You can use the lazy default registry through top-level helpers, or work with a specific system object.

import merkmal

descriptive = merkmal.get_system("descriptive")
distinctive = merkmal.get_system("distinctive")
pbase = merkmal.get_system("pbase-hc")

print(descriptive.grapheme_to_features("a"))
print(distinctive.grapheme_to_features("a"))
print(pbase.grapheme_to_representation("a"))

Exact reverse lookup is available when a native representation maps directly to a known grapheme.

descriptive = merkmal.get_system("descriptive")

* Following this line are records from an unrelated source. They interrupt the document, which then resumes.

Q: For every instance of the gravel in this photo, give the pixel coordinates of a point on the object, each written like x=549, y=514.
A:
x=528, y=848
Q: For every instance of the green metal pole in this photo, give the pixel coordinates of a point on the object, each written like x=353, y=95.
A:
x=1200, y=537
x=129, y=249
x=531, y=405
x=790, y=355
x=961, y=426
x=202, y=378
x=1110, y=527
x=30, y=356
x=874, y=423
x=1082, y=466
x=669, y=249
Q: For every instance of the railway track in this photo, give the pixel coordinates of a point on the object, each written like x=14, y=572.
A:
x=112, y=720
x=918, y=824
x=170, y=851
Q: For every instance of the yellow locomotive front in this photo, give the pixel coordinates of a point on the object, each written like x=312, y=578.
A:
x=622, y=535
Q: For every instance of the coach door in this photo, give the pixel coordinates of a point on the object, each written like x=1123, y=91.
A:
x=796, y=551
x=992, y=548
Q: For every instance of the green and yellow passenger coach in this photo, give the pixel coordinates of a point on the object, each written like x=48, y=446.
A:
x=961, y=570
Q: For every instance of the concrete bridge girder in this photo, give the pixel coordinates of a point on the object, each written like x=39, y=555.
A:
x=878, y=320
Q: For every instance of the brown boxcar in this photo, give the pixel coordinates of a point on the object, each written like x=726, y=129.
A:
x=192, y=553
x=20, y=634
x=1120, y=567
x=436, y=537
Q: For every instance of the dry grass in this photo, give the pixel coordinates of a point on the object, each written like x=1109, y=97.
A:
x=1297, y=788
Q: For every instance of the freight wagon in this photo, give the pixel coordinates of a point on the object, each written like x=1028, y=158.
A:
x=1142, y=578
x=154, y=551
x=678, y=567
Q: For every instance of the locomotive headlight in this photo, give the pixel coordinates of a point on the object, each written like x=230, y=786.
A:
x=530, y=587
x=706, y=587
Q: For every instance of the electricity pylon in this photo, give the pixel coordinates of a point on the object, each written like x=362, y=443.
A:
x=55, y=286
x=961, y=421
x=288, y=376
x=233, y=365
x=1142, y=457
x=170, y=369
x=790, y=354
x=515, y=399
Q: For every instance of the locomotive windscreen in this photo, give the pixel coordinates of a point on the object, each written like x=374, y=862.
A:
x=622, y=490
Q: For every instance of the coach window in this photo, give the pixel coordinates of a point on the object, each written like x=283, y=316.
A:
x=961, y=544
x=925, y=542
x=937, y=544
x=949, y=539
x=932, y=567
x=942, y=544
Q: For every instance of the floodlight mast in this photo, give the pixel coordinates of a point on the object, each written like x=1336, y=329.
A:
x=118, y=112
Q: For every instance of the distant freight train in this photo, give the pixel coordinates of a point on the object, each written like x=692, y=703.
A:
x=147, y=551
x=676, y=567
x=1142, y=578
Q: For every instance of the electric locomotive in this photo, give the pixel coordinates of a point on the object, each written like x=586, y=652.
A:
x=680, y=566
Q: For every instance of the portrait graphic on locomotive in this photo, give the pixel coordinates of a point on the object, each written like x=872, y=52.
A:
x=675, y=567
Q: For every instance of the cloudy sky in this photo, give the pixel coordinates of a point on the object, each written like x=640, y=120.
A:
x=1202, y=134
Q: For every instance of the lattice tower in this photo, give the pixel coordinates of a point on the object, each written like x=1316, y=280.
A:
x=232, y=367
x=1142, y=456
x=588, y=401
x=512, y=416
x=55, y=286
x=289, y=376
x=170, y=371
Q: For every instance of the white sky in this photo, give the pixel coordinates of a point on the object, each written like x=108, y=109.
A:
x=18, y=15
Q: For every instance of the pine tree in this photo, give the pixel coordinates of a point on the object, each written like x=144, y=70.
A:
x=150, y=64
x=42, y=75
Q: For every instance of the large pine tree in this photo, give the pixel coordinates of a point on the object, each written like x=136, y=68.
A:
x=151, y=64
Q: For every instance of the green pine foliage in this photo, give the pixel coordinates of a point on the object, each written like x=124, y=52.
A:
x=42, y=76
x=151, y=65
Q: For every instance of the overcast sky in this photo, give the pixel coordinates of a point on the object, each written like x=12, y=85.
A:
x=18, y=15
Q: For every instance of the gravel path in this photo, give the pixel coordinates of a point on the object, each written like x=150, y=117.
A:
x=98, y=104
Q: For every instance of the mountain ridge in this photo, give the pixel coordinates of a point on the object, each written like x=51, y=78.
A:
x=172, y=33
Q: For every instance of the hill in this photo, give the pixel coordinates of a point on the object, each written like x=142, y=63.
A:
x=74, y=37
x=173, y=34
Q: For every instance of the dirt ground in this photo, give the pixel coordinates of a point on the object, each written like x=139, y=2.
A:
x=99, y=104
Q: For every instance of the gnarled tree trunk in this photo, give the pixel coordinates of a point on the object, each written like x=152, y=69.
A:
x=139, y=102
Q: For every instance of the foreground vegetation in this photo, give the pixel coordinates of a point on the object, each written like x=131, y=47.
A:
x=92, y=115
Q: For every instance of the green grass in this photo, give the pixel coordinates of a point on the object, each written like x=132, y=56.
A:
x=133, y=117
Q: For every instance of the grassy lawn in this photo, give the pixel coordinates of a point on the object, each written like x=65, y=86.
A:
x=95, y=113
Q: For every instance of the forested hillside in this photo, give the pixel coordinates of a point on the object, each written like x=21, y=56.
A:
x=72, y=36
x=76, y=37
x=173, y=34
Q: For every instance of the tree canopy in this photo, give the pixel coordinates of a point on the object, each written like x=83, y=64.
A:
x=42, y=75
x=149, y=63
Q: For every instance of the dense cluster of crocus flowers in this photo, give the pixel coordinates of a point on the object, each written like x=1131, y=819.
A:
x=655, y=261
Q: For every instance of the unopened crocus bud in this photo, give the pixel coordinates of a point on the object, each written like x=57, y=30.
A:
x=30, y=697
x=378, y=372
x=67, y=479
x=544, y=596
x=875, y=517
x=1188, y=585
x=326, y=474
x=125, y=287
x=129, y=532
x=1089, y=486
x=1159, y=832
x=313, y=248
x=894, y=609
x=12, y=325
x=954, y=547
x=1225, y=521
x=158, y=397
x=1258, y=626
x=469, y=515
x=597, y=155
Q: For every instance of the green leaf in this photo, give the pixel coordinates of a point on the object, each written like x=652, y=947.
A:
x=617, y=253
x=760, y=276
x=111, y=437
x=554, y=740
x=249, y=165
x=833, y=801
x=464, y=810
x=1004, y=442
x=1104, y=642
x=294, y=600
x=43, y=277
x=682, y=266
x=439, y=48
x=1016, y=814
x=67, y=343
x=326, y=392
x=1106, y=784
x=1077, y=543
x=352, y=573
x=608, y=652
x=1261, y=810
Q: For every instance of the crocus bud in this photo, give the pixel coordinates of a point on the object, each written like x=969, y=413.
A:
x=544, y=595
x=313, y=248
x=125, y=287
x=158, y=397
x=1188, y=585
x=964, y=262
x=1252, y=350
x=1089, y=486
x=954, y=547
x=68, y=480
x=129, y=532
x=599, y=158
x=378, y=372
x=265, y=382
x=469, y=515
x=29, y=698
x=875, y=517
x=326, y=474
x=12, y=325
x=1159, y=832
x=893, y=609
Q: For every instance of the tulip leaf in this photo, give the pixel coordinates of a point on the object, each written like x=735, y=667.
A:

grapheme = descriptive.features_to_grapheme(
    frozenset({"consonant", "voiced", "bilabial", "stop"})
)
print(grapheme)
# 'b'

Feature queries

Use features_to_graphemes(...) to find all graphemes matching a feature set. Matching is partial by default.

import merkmal

vowels = merkmal.features_to_graphemes(frozenset({"vowel"}))
print(vowels[:10])

# Exact matching
features = merkmal.get_features("a")
print(merkmal.features_to_graphemes(features, exact=True))

Natural classes and matrices

import merkmal

# Shared features of a segment set
print(merkmal.derive_class_features(["p", "t", "k"]))
# frozenset({'consonant', 'voiceless', 'stop'})

# Minimal distinguishing matrix
matrix = merkmal.minimal_matrix(["t", "d", "s"])
print(merkmal.tabulate_matrix(matrix))
grapheme | continuant | voiced
---------+------------+-------
t        | False      | False
d        | False      | True
s        | True       | False

Distance

import merkmal

print(merkmal.distance("a", "e"))
print(merkmal.distance("a", "u"))
print(merkmal.distance("p", "b"))
print(merkmal.distance("t", "d", system="pbase-hc"))

You can also supply a precomputed nested dictionary:

precomputed = {"a": {"e": 1.5, "u": 2.0}, "p": {"b": 0.5}}
print(merkmal.distance("a", "e", precomputed=precomputed))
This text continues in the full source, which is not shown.